Beat that!: Dealtoday.pk, making offers you can’t refuse

Website is fast gaining popularity with its unbeatable discounts on popular consumer products.

Given the number of people actively following the website now, securing a hot deal is almost like winning the lottery. PHOTO: facebook.com/DealToday.pk

KARACHI:


Want a bucket of chocolates for cheap, an economical dinner for two in a fancy restaurant, or an expensive personal care product for less? Your best first stop might just be dealtoday.pk, a Karachi-based company that is making waves. If you get there in time, that is.


Established in April 2012 to cater to the increasing number of cost-conscious online consumers, dealtoday’s total traffic has increased from a mere 5,000 inquisitive web surfers in the first month, to a whopping 120,000 active followers by the end of January 2013. Within that period, the website has expanded its services to cover Lahore, in addition to its home base in Karachi.

Wondering why? It offers simply the best deals in town.

Humble beginnings

Attempting to test the local market for such a web-based service, the company that manages dealtoday put 100 vouchers of french-fries on sale on the website in April last year. The vouchers could be redeemed at any outlet of the One Potato Two Potato (optp) fast food chain. Within two hours, the deal was sold out: it had offered the delectable fries for Rs5 only – a 95% discount on the regular Rs100 price.



Being the first ever offering by the website, the optp deal had to be attractive. However, the company has been consistent. It regularly offers big – if not the biggest – discounts on its deals. Regular daily deals usually give 50% discounts on normal prices, while discounts on special deals can go as high as 90%.

Take for example their recent Valentine’s Day deals. Dealtoday sold 10 cakes from Pie in the Sky for Rs200. The normal price of one cake was Rs890. It sold five deals worth Rs4,500 for hair cuts from the upscale Oxygen Spa for Rs500; six deals worth Rs2,800 for haircuts from the Callista Ladies Saloon for Rs200; 15 deals worth Rs999 each for half a pizza from the 14th Street Pizza Co. for Rs400; and 15 deals for three portrait pictures worth Rs900 from Video Media Production for Rs200.

Such unbeatable discounts – that, too, from A-category vendors, mostly from upscale neighbourhoods – have gained the company a loyal following in a very short span of time.

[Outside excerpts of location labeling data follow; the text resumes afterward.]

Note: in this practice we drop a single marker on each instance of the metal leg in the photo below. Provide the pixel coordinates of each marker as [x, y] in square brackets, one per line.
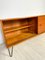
[10, 52]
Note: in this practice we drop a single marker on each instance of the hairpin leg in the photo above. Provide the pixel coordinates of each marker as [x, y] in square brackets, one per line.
[10, 52]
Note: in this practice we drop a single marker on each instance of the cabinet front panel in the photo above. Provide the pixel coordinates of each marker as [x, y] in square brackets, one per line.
[41, 24]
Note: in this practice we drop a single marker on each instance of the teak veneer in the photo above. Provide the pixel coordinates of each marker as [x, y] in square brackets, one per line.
[17, 30]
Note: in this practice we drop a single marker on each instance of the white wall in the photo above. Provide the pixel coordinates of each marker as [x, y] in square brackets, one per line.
[21, 8]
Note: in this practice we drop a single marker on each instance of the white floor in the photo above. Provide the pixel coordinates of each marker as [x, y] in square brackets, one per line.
[31, 49]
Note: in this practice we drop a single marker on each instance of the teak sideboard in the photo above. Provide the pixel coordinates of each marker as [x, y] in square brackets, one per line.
[19, 29]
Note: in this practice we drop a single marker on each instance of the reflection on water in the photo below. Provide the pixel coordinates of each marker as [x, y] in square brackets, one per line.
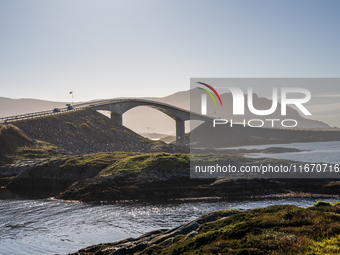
[42, 226]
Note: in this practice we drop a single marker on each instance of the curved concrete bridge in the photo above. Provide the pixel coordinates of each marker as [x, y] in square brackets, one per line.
[119, 106]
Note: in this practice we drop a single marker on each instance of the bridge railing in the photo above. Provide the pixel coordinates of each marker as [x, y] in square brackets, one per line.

Its subscribers’ insatiable appetite for discounted offers can be judged from the fact that the website hosted 9,000 visitors on each of the first two days of February alone – when the Valentine’s Day deals were first offered – against the average of 4,500 visitors it hosted daily in January.


Some of the deals were sold even before consumers could refresh their internet browsing programs, The Express Tribune found out through a frequent user of the website.

Given the number of people actively following the website now, securing a hot deal is almost like winning the lottery.

Capitalising on an idea

However, dealtoday is not a unique business idea. It seems to be inspired from Groupon – the Chicago-based American company that sells daily deals on fitness, travel, restaurants, shopping and beauty. Dealtoday CEO Shahrukh Chaudhary admits to this.

“Lots of start-ups have launched; not everyone understands the dynamics of the market though,” Chaudhary tells The Express Tribune.

Ten months from its launch, dealtoday now has 35 employees and over 200 partner vendors. It dispatches 200 vouchers every day. “If we had an online payment solution in Pakistan, our operational costs would go down by more than 50%, as we currently physically deliver coupons to customers,” Chaudhry says.

“Pakistan is a growing market. Our customers are primarily from the upper and upper-middle class areas, but we do get orders from all over Karachi. Food and beauty are the categories that sell the most.”

Chaudhary refuses to share his revenues and operating margins with us. However, he does offer a hint: he says any retail business that operates below a 30% margin cannot survive for long.

It’s all about the customer

It is not only the great deals offered by the website that have garnered it such a devoted following: dealtoday has let go of some of its business partners just to keep its customers happy. The company refunded 137 vouchers after it received three complaints regarding one of its deals, Chaudhary tells The Express Tribune. It even stopped doing business with that partner.

Chaudhry believes that innovation is the key in this business. “If you want to be successful in online business, you want to ask yourself just one question: can you do it better than the rest?”

Published in The Express Tribune, February 16th, 2013.